El paro sube en España en 302.000 personas. Las regulaciones alcanzan a 1,5 millones de trabajadores. Canarias es la región que más destruye empleo. Ya nadie duda de que el país y la región van a caer de sopetón en una recesión profunda. El principal objetivo: que dure poco. El Ejecutivo central, que en ocasiones da la impresión de estar peleado por colocar una marca ideológica a cada acuerdo, tiene ante sí un reto hercúleo. El escenario exige ya una estrategia de futuro que permita esquivar el golpe. Limitarse a aguardar el impacto e intentar sostenerse sobre la lona nunca será la solución. Y Canarias debe hacer comprender su dramática situación.

La verborrea vacía de algunos vuelve a brotar. Estamos ante otro patógeno muy peligroso, el populismo. Crecido y aumentado seguirá entre nosotros cuando desaparezca el coronavirus. El relato puede enmascarar la realidad, pero jamás transformarla. Los llamamientos de unos y otros a la unidad deben ir más allá de la hueca palabrería para sustanciarse en acuerdos de país que marquen un rumbo claro para emprender el camino del día después.
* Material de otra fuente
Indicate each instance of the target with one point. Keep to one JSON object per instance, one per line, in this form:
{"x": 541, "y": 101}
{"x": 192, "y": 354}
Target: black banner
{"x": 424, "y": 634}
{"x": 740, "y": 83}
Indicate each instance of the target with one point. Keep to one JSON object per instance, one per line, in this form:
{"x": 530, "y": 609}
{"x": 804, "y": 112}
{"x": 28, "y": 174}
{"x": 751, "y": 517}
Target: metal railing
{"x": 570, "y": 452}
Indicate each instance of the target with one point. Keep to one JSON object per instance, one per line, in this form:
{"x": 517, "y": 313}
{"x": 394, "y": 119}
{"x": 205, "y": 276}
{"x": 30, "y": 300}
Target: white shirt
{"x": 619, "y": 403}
Hace meses, el paro ya era inaceptable. La educación, deficiente. La burocracia, insoportable. Y la economía, endeble. Había, pues, mucho que cambiar. Sin impulsar desde este instante un nuevo proyecto cohesivo, moderno y reformista, el barco naufragará. Ningún gobierno logrará sacarlo a flote solo. Necesita para la regeneración corresponsabilizar de sus disposiciones a la oposición y a los agentes sociales, incluidos, claro está, esos empresarios a los que se ha vilipendiado.

Vamos a tener que realizar un esfuerzo desmesurado para salir de esta. La entrega de los sanitarios, la abnegación de los encerrados y la solidaridad de la sociedad civil movilizada sigue siendo el gran consuelo y nuestra esperanza.